In some aspects, the techniques described herein relate to an apparatus wherein at least one of the estimate of scene lighting conditions, confidence values, or the correction parameters determined by the machine-learning model are combined with at least one of another estimate of scene lighting conditions, other confidence values, or other correction parameters, respectively, determined by a second machine-learning model different from the machine-learning model.
In some aspects, the techniques described herein relate to an apparatus wherein the correction parameters are determined by applying adaptive weights to each correction parameter associated with each shading profile of a subset of the multiple shading profiles, the adaptive weights obtained by normalizing each confidence value with a sum of confidence values for the subset of the multiple shading profiles.
In some aspects, the techniques described herein relate to an apparatus wherein the correction parameters are applied to the one or more images per pixel location or per one or more blocks of pixel values of the one or more images.

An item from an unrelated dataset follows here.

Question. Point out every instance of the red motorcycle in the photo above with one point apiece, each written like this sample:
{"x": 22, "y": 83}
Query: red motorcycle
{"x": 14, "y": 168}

In some aspects, the techniques described herein relate to an apparatus wherein the one or more processors comprise multiple processors, and a single processor of the multiple processors employs a machine-learning model to determine the estimate of scene lighting conditions or determine the correction parameters.
In some aspects, the techniques described herein relate to an apparatus wherein the one or more processors are further configured to compare image statistics of the one or more images to one or more predetermined thresholds, and in response to the image statistics satisfying the one or more predetermined thresholds, determine the estimate of scene lighting conditions and determine the correction parameters using a machine-learning model.
In some aspects, the techniques described herein relate to a device comprising a camera system with one or more sensors and one or more processors, the one or more processors being collectively configured to obtain image data for one or more images from the one or more sensors; determine, for the one or more images, correction parameters to address spatial nonuniformity and shading effects based on an estimate of scene lighting conditions of the one or more images, and apply the correction parameters to the one or more images to generate one or more corrected images.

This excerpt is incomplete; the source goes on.